Once you’ve got all of your ingredients combined in your stand mixer bowl, make sure you’ve attached the dough hook and not the regular whisk attachment. When properly combined, the dough will be extremely sticky and moist. It will look like the photo below.
After you’ve mixed the dough, you’ll knead it by hand for a few minutes before setting it out to rise. Make sure you don’t forget to grease the bowl or you’ll be in for a sticky mess when it’s time to take it out! We usually let the dough rise for at least an hour and half, but it’s okay to leave it out for longer.
Step 2 – Shape The Bagels
After the dough is fully risen, you’ll shape it into bagels. There’s no exact science to this, just tear off a piece of dough, roll it into a ball, and use your finger(s) to poke a hole through the middle. Place each bagel on parchment paper after you’ve shaped it. The dough should yield about 8 bagels, but feel free to go larger or smaller if desired!
Step 3 – Boil ‘Em
Boiling the bagels is the most important step. It’s what makes them shiny (there’s a science-y reason for this that has to do with starch, but I won’t pretend to know about it) and it cooks the outer layer so they hold their shape. There were a lot of conflicting opinions about how long you should boil the bagels when we were doing our initial research. We found the best timing to be about 4-5 minutes each, flipping the bagels over halfway through so that they cook evenly. You don’t have to do them one by one for this step, you can put as many as your pot will hold while still allowing them a little breathing room to move around and expand.
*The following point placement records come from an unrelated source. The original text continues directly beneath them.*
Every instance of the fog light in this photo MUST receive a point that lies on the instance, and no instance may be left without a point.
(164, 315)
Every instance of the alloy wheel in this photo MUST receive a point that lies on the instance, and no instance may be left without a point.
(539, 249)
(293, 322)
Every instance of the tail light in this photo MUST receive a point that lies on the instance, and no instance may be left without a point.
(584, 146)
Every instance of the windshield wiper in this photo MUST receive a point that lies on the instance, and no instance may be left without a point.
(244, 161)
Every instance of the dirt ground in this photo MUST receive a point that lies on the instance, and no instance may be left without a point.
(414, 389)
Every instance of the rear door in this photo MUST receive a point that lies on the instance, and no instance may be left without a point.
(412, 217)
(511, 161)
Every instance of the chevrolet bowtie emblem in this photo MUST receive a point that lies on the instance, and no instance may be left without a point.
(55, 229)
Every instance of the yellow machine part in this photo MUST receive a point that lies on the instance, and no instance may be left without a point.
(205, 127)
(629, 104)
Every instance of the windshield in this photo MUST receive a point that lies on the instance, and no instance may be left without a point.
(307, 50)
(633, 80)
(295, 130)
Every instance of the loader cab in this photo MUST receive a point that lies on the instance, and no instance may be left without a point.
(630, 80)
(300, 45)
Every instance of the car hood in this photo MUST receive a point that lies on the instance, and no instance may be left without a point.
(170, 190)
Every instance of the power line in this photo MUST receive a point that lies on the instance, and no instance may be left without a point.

When they’ve finished boiling, carefully remove each bagel with a spatula and place them on the drying rack. We put a wire rack on a baking sheet so that it catches any water – or egg and toppings from the next step.
Step 4 – Add Toppings and Bake
Allow the bagels to cool for a bit, then lightly brush with egg wash and sprinkle with toppings. You can put whatever toppings in whatever quantities you like, or you can leave them plain. Transfer the decorated bagels to a new baking sheet and bake at 425 for approximately 25 minutes. You can broil them for the last minute if you like extra crispy bagels.
Et voilà! Eat and enjoy! You can also slice and freeze them for up to 3 months.
- 1 1/2 cups warm water
- 2 3/4 tsp active dry yeast
- 4 cups all-purpose flour
- 1 tbsp brown sugar
- 1 tbsp regular sugar
- 2 tsp salt
- 1 egg for egg wash
Whisk warm water and yeast together in stand mixer bowl. Allow to sit for approximately 5 minutes.
Add flour, sugars, and salt and beat with the dough hook attached on low speed. The dough will be very sticky when combined.
With floured hands, remove the dough from mixing bowl and knead for approximately 5 minutes.
Lightly grease a large bowl with cooking spray and place the kneaded dough in the bowl. Turn the dough so as to grease it with the cooking spray.
Cover the dough and let rise for approximately 1.5 hours. It is okay to allow it to rise longer.
After the dough has risen, punch it down to release any trapped air bubbles.
Tear off a piece of dough and shape it into a small ball with your hands. Use your index finger to pierce the middle of the ball in order to make the center bagel hole.
Place the shaped bagel form on a sheet of parchment paper and repeat the previous step until all dough is gone. You should have about 8 bagels, but feel free to go larger or smaller as desired.
Fill a large pot halfway with water and bring to a boil.
Carefully drop bagels one by one into the boiling water. Depending on the diameter of your pot, you can do a few at a time as long as you account for room for expansion.
Boil each bagel for 4-5 minutes, turning over halfway through.
Place bagels on a wire rack to cool and drain any excess water.
Once the bagels are mostly cooled, brush lightly with egg wash (1 egg whisked with 1 tbsp of water).
Add toppings as desired.
Bake bagels at 425 degrees fahrenheit for approximately 25 minutes. You can broil for the last 2 minutes if you like them extra crispy on the outside.
Eat immediately or freeze for up to 3 months!